Wie sieht die aktuelle Faktenlage aus?

1,61 Millionen trinken missbräuchlich
Etwa 1,61 Millionen Männer und Frauen im Alter zwischen 18 und 64 Jahren trinken missbräuchlich Alkohol. Sie nehmen körperliche, psychische und soziale Folgen in Kauf. Männer trinken durchschnittlich deutlich mehr als Frauen.

1,77 Millionen sind alkoholabhängig
Rund 1,77 Millionen Männer und Frauen im Alter zwischen 18 und 64 Jahren sind alkoholabhängig.

74.000 Todesfälle jährlich
Schätzungen für Deutschland belaufen sich auf etwa 74.000 Todesfälle, die durch riskanten Alkoholkonsum oder durch den kombinierten Konsum von Alkohol und Tabak verursacht werden.

40 Milliarden € Krankheitskosten
Die direkten und indirekten Kosten alkoholbedingter Krankheiten werden pro Jahr auf 40 Milliarden Euro geschätzt.

Das sind nur 4 Eckpunkte, die schon verdeutlichen, dass es sich nicht um ein Problem einer kleinen Randgruppe handelt.

Quelle: aktionswoche-alkohol.de

Hierbei sind bei der betroffenen Personenkreis Kinder und Jugendliche noch gar nicht berücksichtigt.

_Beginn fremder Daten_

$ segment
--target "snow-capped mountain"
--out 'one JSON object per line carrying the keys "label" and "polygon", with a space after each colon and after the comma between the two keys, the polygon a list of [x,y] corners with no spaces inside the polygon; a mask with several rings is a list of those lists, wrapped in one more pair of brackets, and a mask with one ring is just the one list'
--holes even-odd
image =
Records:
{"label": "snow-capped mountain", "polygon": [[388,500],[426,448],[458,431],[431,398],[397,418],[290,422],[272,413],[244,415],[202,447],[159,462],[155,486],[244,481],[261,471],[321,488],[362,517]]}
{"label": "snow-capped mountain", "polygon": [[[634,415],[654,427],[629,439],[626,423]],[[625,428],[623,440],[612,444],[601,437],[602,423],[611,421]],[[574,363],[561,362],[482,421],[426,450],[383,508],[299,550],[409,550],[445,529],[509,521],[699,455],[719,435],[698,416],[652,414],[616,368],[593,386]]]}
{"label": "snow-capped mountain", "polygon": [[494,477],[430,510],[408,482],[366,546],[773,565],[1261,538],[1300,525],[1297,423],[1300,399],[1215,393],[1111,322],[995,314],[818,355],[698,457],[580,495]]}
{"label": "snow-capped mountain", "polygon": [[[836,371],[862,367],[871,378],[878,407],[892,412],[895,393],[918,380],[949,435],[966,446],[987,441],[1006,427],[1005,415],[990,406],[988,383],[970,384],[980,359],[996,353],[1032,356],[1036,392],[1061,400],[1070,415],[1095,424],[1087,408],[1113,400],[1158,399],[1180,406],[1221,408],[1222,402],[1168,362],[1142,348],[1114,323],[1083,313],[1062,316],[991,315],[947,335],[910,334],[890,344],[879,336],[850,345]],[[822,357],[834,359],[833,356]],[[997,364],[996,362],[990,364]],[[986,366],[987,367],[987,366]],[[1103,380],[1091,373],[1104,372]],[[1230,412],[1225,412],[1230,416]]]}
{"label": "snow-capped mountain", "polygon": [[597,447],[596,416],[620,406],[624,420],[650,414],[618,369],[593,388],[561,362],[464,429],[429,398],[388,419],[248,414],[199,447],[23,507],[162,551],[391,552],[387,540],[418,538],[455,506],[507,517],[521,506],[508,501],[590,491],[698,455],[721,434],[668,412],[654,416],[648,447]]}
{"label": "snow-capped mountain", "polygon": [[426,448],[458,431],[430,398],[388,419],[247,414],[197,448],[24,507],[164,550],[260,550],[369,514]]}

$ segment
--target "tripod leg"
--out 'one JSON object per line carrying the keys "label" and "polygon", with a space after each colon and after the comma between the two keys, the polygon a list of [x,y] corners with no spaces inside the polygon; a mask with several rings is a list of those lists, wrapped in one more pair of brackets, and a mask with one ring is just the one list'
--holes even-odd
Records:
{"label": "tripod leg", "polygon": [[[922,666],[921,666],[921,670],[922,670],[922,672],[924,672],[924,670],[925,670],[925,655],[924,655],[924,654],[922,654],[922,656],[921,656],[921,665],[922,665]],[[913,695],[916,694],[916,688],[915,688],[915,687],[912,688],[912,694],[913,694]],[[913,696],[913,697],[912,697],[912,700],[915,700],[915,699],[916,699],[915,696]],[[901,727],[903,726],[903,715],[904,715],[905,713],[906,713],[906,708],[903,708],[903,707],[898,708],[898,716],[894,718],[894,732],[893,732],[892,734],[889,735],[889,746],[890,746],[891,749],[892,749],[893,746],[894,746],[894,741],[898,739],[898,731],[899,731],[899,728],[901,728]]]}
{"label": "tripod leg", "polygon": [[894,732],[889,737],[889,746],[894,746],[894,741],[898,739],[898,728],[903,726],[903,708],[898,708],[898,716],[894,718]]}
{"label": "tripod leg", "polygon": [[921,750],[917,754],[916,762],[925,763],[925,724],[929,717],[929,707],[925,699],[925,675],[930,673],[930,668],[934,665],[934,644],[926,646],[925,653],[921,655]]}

Grundsätzlich ist wohl die grobe Faktenlage den meisten auch bekannt.

Natürlich gibt es von Seiten des Staats Maßnahmen zur Suchtprävention, Alkoholismus ist eine anerkannte Krankheit (was für die Betroffenen aus rechtlicher Sicht sehr wichtig ist) und dazu gibt es unzählig weiter Hilfsangebote in Form von Selbsthilfegruppen, Beratung für Angehörige etc. pp

Und dennoch kann der Erzeuger, sprich die Alkoholproduzenten, bei all den bekannten Ursachen, Risiken und Folgen immer noch weitestgehend ihre mitunter tödlichen Produkte frei bewerben und verkaufen, einzig mit der Beschränkung durch das Jugendschutzgesetzt.
Woran liegt das?

Dazu gab es beim BR letztes Jahr schon eine bemerkenswerte Reportage, wie eng die Verbindungen vor allem in Bayern zwischen dieser Industrie und der Politik sind und wie stark die Maßnahmen gegen den Alkoholkonsum durch die Lobbyarbeit der Brauereien und Spirituosenhersteller ausgebremst werden.

Bemerkenswert deswegen, weil der BR ja nicht nur einmal wegen seiner Nähe zur CSU in der Kritik stand.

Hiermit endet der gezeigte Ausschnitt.